You are not alone. I understand 100% of how and what you are feeling. Sometimes I wish there was a special wand to say "here this is how I feel" and thrn ppl just feel what I feel. *hugs* feel better

magSLE8 years ago

Hi, be kind to yourself. Yes it's frustrating that your body/mind is changing but think about what you need to adapt to your new self. Sadly you may not get the support you'd like from family & friends esp. If they don't understand or try to. The only person who can make yourself stable is you. After 5 yrs of constant life changing illness, I've been in the same state of mind as you. The frustration was overwhelming at times, esp when I used to be so active & now I'm just mentally/physically drained most of the time. Counselling has helped me to express my fears, concerns, life issues. Is it your lifestyle or your health that is causing you to feel sad/depressed? Why? How? What can you do about it to improve your life? When are you going to do this? For the mind, body & spirit to be in balance, each needs to be fed with nutrition that will serve, not destroy either. With time, I pray you can empower yourself & adapt to living with Lupus or whatever autoimmune diseases you are living with, pls don't allow this to enslave you. Do you need to simplify your life? Less hrs at work? A new job? Therapy? Regular exercise? Change in diet to foods that energise?

It's ok to have down days but better to understand why so you can be enlightened to find solutions & make changes.

Love & light x

Squeeker8 years ago

Hey, don't you feel so down! You are a hero for dealing with everything and you look like you are pretty but when you aren't well we can't see that.
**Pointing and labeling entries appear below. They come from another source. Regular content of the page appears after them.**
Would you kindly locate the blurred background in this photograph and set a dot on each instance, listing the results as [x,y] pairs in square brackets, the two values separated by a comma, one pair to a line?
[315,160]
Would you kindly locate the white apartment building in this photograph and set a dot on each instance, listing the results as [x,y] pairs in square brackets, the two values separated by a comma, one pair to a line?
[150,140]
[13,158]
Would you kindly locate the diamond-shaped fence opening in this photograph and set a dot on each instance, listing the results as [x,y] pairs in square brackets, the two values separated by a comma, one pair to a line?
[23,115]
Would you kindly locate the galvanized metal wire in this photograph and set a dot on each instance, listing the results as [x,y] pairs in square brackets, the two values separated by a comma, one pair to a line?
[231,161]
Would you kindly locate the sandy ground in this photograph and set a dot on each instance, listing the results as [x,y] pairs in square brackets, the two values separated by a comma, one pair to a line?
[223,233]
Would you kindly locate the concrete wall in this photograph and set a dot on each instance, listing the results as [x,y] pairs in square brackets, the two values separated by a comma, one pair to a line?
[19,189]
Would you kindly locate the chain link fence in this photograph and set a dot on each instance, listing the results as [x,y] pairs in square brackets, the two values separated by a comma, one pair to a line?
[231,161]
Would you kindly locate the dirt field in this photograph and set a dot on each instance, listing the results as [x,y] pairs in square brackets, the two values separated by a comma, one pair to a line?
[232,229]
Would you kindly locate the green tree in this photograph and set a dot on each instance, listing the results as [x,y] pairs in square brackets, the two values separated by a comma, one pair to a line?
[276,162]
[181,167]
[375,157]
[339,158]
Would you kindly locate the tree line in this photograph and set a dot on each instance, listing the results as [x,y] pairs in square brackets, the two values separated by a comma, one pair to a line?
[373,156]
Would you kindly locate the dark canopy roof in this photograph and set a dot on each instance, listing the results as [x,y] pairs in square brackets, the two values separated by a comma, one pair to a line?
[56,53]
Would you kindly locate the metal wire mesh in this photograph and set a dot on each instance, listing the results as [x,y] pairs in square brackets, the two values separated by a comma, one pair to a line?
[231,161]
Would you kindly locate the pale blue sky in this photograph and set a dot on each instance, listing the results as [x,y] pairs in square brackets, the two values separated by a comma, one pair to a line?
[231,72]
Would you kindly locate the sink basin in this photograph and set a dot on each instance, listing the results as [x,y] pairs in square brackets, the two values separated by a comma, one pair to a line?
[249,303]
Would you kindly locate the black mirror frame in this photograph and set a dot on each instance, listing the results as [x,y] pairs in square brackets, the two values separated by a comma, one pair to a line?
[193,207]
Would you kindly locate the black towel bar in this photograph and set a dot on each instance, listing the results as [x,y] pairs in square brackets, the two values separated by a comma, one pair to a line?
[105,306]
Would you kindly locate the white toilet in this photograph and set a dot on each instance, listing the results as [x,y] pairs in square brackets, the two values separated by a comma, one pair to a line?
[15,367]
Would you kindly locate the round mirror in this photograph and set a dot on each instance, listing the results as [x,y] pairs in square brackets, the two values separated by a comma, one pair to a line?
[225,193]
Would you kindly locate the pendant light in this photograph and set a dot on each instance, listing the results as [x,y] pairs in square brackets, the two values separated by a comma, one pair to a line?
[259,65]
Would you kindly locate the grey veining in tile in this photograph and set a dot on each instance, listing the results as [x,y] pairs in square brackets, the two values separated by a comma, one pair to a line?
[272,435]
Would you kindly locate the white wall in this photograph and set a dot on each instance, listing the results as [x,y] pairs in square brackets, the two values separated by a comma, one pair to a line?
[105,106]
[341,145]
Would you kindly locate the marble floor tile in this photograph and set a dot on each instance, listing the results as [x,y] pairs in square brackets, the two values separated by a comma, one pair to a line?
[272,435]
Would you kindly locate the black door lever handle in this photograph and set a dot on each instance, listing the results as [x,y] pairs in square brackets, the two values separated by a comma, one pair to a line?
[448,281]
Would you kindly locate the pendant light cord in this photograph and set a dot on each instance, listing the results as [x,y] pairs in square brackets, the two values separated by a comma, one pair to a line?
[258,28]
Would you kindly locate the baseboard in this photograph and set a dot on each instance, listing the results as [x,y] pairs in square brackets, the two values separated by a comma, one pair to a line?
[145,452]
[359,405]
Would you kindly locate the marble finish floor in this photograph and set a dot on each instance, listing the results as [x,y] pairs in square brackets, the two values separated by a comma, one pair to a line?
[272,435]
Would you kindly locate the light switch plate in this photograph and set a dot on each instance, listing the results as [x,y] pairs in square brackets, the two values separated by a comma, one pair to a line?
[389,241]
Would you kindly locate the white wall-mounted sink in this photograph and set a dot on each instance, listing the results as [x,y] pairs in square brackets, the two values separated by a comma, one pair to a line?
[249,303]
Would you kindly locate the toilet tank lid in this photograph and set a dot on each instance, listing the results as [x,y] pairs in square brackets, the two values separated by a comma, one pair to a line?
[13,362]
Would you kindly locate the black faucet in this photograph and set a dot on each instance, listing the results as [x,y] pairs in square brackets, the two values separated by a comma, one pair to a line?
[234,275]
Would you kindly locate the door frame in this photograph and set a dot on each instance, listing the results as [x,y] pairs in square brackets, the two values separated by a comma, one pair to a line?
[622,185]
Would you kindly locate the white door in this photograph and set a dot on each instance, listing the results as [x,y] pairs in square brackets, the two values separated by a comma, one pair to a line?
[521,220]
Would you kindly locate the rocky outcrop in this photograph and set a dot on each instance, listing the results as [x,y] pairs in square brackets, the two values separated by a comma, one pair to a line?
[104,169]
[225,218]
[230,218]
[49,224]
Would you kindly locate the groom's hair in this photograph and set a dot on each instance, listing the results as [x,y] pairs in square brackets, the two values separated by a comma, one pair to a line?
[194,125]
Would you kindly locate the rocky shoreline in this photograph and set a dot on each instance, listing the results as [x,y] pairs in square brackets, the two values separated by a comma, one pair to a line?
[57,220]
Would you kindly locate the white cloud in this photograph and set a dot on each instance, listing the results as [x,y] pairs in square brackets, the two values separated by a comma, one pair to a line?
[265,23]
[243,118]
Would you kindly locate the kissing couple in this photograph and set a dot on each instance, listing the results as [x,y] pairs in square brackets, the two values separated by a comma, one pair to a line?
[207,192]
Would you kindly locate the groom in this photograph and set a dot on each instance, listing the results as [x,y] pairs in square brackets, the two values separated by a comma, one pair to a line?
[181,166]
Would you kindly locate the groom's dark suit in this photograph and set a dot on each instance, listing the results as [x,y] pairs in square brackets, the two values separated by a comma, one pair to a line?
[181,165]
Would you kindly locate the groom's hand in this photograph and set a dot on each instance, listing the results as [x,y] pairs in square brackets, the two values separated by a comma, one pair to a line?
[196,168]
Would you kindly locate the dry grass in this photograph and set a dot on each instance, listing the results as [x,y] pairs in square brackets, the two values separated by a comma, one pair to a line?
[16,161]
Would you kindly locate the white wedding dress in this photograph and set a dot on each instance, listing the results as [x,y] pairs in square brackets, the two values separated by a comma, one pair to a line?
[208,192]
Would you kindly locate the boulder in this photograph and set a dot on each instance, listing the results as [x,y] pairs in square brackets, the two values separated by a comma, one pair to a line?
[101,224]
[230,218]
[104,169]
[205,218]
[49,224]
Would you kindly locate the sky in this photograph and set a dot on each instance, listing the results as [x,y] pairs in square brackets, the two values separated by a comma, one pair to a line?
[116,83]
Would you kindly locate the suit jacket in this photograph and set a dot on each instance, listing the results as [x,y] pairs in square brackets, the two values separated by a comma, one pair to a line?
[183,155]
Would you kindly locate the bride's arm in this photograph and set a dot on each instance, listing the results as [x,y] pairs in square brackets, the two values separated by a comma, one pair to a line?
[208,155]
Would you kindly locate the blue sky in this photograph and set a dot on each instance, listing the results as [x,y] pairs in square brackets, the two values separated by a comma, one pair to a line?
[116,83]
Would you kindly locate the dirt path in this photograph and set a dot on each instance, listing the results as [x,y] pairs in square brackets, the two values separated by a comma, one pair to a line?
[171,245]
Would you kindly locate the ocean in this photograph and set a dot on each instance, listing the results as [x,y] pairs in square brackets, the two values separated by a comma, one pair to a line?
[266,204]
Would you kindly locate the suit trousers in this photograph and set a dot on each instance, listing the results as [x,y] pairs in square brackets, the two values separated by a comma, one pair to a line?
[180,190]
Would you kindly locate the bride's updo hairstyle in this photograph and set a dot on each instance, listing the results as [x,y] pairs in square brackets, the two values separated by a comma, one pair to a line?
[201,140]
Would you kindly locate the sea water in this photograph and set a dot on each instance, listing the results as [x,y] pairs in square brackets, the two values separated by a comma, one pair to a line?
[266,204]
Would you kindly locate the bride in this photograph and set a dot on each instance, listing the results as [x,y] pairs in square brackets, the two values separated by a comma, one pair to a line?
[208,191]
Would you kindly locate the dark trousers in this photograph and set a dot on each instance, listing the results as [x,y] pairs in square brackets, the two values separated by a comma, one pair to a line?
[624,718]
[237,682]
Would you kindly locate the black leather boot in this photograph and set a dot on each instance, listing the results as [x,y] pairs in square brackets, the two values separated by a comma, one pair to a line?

Take a shower, get made up and you will be just as pretty as ever!

Paul_HowardPartnerLUPUS UK8 years ago

Hi Mealfredo78 ,

I'm sorry to hear that you are struggling so much at the moment. Have you spoken with your GP about your low mood? If you haven't, I would recommend talking with them to see what additional support they can offer, whether it is medication or a referral for counselling/psychotherapy.

We have more information about support services that are available in our leaflet, 'Lupus and Depression' at lupusuk.org.uk/lupus-and-de...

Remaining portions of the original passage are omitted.